The Consumer Financial Protection Bureau’s bitterly contested payday lending rule is set to take effect next year after a federal appeals court declined to reopen an industry challenge that included a trip to the US Supreme Court.
The US Court of Appeals for the Fifth Circuit ruled in October 2022 that the CFPB had followed all necessary procedures allowing its watered-down payday lending rule to take effect. The panel put the rule on hold, however, finding that the agency’s funding through the Federal Reserve, and outside the congressional appropriations process, was unconstitutional.
But the Supreme Court overturned the Fifth Circuit’s ruling on the CFPB’s funding in a 7-2 decision last month in CFPB v. Community Financial Services Association of America Ltd.
The Fifth Circuit on Wednesday ruled in favor of the CFPB, determining that the payday lending rule should stand following the high court’s decision upholding the agency’s funding.
The CFPB declined to comment.

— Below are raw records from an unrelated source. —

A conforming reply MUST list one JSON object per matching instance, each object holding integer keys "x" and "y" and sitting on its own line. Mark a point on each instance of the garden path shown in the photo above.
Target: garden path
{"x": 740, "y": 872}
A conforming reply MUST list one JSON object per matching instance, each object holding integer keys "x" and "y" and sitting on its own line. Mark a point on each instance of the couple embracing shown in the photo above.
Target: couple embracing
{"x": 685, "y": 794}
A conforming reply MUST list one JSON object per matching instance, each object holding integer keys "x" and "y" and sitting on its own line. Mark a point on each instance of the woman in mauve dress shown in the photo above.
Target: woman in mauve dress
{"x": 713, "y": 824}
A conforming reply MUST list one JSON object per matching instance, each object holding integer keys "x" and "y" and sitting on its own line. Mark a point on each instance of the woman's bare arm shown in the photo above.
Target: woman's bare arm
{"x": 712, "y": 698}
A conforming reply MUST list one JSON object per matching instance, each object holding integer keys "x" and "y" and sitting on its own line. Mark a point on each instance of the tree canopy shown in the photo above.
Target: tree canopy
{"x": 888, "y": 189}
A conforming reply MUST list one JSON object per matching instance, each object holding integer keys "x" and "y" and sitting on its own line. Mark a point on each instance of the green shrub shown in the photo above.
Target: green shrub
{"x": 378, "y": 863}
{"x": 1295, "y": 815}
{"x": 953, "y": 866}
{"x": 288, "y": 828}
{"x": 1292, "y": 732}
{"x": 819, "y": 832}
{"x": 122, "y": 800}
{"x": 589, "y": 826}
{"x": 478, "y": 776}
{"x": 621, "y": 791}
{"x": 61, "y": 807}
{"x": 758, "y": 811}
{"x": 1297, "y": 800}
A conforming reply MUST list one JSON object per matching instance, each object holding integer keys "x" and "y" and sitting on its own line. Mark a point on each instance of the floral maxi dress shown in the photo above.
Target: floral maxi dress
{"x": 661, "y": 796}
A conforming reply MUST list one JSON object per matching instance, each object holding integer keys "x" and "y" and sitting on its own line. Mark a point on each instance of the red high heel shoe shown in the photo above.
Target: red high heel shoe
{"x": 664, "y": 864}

INFiN, the payday lending trade group that is the successor to the CFSA, didn’t immediately responded to a request for comment Thursday.
Payday Changes
The CFPB has been preparing the market for the rule to take effect.
Payday lenders will have to comply with the regulation beginning March 30, 2025, the agency said in a blog post earlier this month.
When consumers take out a payday loan, they give the lender direct access to their bank accounts to collect payments. The CFPB’s 2020 rule establishes a “two-strikes-and-you’re-out” standard that bars payday lenders from attempting to access an account after they’ve been denied twice, according to the post.
CFPB research found instances where lenders made 11 failed withdrawal requests in one day.
“With each failed withdrawal attempt, the borrower might be charged nonsufficient fund fees, overdraft fees, and others,” the post by CFPB Deputy Director Zixta Martinez said.
The CFPB in its scaled-back final rule also eliminated stringent standards adopted in 2017 under the leadership of former CFPB Director Richard Cordray, an Obama appointee, that had required payday lenders to assess borrowers’ ability to repay. The Trump administration’s CFPB rescinded the ability-to-repay requirements.
Jones Day represents the CFSA.
The case is Community Financial Services Association of America Ltd. v. CFPB, 5th Cir., No. 21-50826, unpublished 6/19/24.